With the COVID-19 epidemic in 2019, an increasing number of businesses have launched a “home office” model, and online consultation has also become a new trend in the medical industry of various countries. In order to solve the problem of surge in user consulting demand and the shortage of medical personnel who provide online diagnosis and consultation services, it is imminent to develop a smart medical dialogue system that can provide users with online diagnosis and treatment solutions. These “online doctors” can greatly reduce the burden on human doctors, reduce the chance of cross -infection among patients, and improve the efficiency of medical resource operations.
The current task -type dialogue generation method can be divided into two types: traditional methods and deep learning methods. The advantage of using the traditional method to build a dialogue system is that it is simple, but only the answers to similar responses in the template can only be found, and high -skilled talent teams provide different templates in different fields. To other areas[2]. In deep learning methods, the method of decoder -based method creates a precedent for using neural network methods in task -type dialogue. At the same time, language models and neural network methods are used. The generated sentences have diversity and reduced artificial characteristics.
With the proposal and development of several large scale pre-training structures such as Transformer and GPT, various variants in the field of task -type dialogue generation have also received widespread attention. This model can improve the ability of model modeling language through the pre -training mechanism to improve the model modeling language. , Cross -current - order attention mechanism can better process the structured MR (semantic information) input to achieve the best results at present. The filter mechanism is eliminated with medical knowledge with low historical compatibility with doctors and patients, enhance the selection of accurate knowledge in the reply, thereby improving the accuracy of the model, making it a more accurate and higher medical reference value.
In the task of establishing a task -oriented dialogue system, dialogue generation is an indispensable part of it. Many scholars are committed to studying various methods for dialogue generation. In 2015, we will be based on the decoder. The method is applied to the dialogue generation task, and a statistical language generator based on a combined cycle and convolutional neural network structure can be proposed. This structure can be trained on dialogue behavior and discourse. Essence Then in 2015, Wen et al. [4] referred to the research in the selection field, and proposed an Encoder-Decoder architecture that adapt to NLG based on a attention mechanism, which achieved a better effect than decoder-based methods.
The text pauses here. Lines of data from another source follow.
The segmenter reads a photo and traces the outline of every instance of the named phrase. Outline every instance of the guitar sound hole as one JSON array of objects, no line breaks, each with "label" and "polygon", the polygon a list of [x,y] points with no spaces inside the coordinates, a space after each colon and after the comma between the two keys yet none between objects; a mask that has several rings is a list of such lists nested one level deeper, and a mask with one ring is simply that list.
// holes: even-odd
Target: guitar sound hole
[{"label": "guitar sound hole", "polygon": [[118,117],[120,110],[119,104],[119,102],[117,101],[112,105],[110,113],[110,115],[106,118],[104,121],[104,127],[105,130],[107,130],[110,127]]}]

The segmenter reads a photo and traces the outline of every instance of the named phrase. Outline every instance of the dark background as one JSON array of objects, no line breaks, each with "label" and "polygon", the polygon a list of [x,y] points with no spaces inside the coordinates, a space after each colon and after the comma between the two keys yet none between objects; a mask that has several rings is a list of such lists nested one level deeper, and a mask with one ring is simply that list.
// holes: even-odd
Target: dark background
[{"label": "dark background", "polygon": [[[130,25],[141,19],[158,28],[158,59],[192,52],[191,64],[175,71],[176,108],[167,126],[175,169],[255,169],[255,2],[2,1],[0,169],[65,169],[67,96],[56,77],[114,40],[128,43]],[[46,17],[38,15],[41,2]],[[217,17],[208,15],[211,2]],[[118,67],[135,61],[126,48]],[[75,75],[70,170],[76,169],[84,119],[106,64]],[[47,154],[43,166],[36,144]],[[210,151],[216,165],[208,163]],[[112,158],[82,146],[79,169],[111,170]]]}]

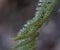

In 2016, DUšEk et al. [5] explored the advantages and disadvantages of the two methods to generate sentence planning trees and directly generate natural languages with the SEQ2SEQ method. In the same year, Dukek et al. [6] introduced information about language models from the previous model. In the case of maintaining the overall framework of the model, they improved the input and spliced the user’s words in front of the input MR (semantic information) three yuan group, as the front of the front; and the newly added one above Coder, coding user discourse alone.
In 2017, Van-Khanh Tran et al. [7] It proposed the encoder-polymer-decoder model based on the extension of the encoder-decoder architecture of recursive neural network.
In 2018, Wei Z, LiU Q et al. [8] proposed a dialogue system for automatic diagnosis, constructed the Medical DS dataset, and proposed a framework of the dialogue system based on strengthening learning (RL). So as to improve the accuracy of automatic diagnosis.
In 2019, SHANG-Yu Su et al.[9] proposed a new type of language understanding and generating learning framework based on dual supervision and learning, providing a method that uses puppets. Experiments show that this method improves significantly improvement can be significantly improved. Language understanding and generating learning performance.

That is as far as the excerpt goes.